Marion Gordon "Pat" Robertson (born March 22, 1930) is an American media mogul, televangelist, political commentator, former Republican presidential candidate, and former Southern Baptist minister.
Robertson advocates a conservative Christian ideology and is known for his past activities in Republican party politics.
He is associated with the Charismatic Movement within Protestant evangelicalism.
He serves as chancellor and CEO of Regent University and chairman of the Christian Broadcasting Network (CBN).
He appears daily on The 700 Club, CBN’s flagship television program.
On Robertson's own account, he was not a serious Christian until he underwent personal difficulty.
He graduated near the top of his class at Yale Law School in 1955, but failed the New York bar exam.
Failing the bar cost Robertson opportunities at post-graduate employment, and in the ensuing months of what he later described as disappointment, embarrassment, and unemployment, he became a born-again Christian and began a career as a minister.
Spanning over five decades, Robertson has had a career as the founder of several major organizations and corporations as well as a university: The Christian Broadcasting Network (CBN), the International Family Entertainment Inc.
(ABC Family Channel), Regent University, the American Center for Law & Justice (ACLJ), the Founders Inn and Conference Center, the Christian Coalition, an L-1011 Flying Hospital, Operation Blessing International Relief and Development Corporation, and CBN Asia.
He is a best-selling author and the host of The 700 Club, a Christian News and TV program broadcast live weekdays on Freeform (formerly ABC Family) via satellite from CBN studios, as well as on channels throughout the United States, and on CBN network affiliates worldwide.The son of U.S.

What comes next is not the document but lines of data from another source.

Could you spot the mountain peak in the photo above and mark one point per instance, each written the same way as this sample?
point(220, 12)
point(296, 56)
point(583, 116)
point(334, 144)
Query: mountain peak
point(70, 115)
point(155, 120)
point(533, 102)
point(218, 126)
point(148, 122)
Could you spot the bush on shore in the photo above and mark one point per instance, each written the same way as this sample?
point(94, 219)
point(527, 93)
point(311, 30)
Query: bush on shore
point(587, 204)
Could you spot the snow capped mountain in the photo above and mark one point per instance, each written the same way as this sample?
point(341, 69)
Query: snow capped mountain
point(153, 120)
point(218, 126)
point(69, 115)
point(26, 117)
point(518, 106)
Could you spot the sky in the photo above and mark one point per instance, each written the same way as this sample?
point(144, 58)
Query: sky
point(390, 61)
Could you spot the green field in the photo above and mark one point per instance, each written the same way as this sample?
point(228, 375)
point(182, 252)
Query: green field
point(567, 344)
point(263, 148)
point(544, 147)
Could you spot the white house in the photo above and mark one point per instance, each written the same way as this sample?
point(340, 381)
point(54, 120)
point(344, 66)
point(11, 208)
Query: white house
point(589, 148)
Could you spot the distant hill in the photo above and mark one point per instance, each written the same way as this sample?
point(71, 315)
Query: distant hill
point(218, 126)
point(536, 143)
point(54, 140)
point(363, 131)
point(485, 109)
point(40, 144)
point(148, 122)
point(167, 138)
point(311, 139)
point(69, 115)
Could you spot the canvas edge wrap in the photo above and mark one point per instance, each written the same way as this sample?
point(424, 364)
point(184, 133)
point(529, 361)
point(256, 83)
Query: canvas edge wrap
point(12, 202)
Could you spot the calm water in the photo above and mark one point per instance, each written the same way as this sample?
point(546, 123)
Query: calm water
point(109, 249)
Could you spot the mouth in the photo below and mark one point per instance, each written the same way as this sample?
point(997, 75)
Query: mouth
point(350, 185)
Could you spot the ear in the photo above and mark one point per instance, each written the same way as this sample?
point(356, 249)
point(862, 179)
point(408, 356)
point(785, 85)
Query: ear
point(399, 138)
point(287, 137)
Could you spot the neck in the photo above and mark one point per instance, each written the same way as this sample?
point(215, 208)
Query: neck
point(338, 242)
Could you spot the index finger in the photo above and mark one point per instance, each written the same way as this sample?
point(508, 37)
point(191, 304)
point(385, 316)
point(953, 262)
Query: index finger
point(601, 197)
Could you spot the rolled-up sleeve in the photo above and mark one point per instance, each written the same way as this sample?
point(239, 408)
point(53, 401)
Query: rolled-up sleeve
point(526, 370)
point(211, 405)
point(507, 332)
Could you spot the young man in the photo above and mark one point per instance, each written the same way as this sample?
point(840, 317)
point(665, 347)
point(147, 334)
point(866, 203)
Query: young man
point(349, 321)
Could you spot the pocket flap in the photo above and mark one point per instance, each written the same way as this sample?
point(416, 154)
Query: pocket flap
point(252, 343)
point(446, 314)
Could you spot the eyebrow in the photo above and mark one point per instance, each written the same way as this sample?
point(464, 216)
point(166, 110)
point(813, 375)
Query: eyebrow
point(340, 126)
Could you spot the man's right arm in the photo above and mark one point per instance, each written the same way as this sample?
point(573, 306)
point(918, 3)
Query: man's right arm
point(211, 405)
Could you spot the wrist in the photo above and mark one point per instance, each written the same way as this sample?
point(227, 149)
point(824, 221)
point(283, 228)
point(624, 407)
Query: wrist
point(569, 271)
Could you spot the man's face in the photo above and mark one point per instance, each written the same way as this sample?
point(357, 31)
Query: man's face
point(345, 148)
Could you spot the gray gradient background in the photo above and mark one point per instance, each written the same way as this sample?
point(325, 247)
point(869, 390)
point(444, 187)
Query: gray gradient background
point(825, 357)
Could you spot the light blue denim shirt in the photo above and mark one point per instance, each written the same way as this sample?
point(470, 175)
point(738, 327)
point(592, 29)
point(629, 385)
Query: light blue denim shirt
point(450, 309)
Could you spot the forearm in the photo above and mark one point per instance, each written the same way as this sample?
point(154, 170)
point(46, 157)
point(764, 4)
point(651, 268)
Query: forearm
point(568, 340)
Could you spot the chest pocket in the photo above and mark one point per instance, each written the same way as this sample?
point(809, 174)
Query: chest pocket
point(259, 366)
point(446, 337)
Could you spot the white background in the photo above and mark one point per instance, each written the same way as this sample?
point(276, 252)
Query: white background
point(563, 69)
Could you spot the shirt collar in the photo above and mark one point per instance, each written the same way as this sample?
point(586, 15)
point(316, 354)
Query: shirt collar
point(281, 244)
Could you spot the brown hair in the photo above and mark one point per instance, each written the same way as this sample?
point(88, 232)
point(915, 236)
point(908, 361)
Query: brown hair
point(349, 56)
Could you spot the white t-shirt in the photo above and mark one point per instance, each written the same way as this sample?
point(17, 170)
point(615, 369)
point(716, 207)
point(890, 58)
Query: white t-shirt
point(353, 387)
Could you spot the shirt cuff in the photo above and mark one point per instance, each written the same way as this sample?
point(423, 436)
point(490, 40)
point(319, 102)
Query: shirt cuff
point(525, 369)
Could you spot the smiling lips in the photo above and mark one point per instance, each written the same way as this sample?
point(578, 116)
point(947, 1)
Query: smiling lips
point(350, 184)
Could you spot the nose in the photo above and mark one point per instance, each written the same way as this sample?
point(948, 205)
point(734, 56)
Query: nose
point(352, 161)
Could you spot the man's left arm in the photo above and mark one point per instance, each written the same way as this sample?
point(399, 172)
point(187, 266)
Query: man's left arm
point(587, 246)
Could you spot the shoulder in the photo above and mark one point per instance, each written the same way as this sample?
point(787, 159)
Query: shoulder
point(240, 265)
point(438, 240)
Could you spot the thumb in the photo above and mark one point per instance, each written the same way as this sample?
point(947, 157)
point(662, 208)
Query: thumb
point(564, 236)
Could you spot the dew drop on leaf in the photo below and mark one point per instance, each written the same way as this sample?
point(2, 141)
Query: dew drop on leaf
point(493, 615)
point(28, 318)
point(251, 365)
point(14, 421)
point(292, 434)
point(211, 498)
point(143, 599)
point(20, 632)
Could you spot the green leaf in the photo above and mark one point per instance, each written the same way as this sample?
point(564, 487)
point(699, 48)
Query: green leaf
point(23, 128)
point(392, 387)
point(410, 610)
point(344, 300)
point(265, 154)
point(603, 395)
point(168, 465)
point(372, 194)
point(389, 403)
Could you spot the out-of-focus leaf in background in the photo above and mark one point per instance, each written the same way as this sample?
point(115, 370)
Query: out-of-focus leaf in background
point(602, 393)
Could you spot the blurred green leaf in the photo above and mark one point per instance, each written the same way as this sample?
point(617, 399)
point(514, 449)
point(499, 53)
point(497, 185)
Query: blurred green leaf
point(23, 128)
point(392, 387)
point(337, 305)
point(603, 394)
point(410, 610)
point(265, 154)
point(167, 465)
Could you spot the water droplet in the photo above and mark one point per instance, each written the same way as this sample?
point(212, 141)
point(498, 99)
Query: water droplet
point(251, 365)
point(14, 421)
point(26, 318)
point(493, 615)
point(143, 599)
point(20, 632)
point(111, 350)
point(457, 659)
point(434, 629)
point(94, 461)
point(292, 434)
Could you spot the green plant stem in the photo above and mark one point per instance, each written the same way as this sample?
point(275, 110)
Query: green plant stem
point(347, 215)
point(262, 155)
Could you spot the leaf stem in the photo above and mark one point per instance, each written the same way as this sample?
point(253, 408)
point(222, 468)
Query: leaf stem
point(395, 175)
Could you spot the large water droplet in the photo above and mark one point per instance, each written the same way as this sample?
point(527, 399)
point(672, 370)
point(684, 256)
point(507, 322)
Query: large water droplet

Willis Robertson, Robertson was a Southern Baptist and was active as an ordained minister with that denomination for many years, but holds to a charismatic theology not traditionally common among Southern Baptists.
He unsuccessfully campaigned to become the Republican Party's nominee in the 1988 presidential election.
As a result of his seeking political office, he no longer serves in an official role for any church.
His personal influence and media and financial resources make him a recognized, influential, and controversial public voice for conservative Christianity in the United States.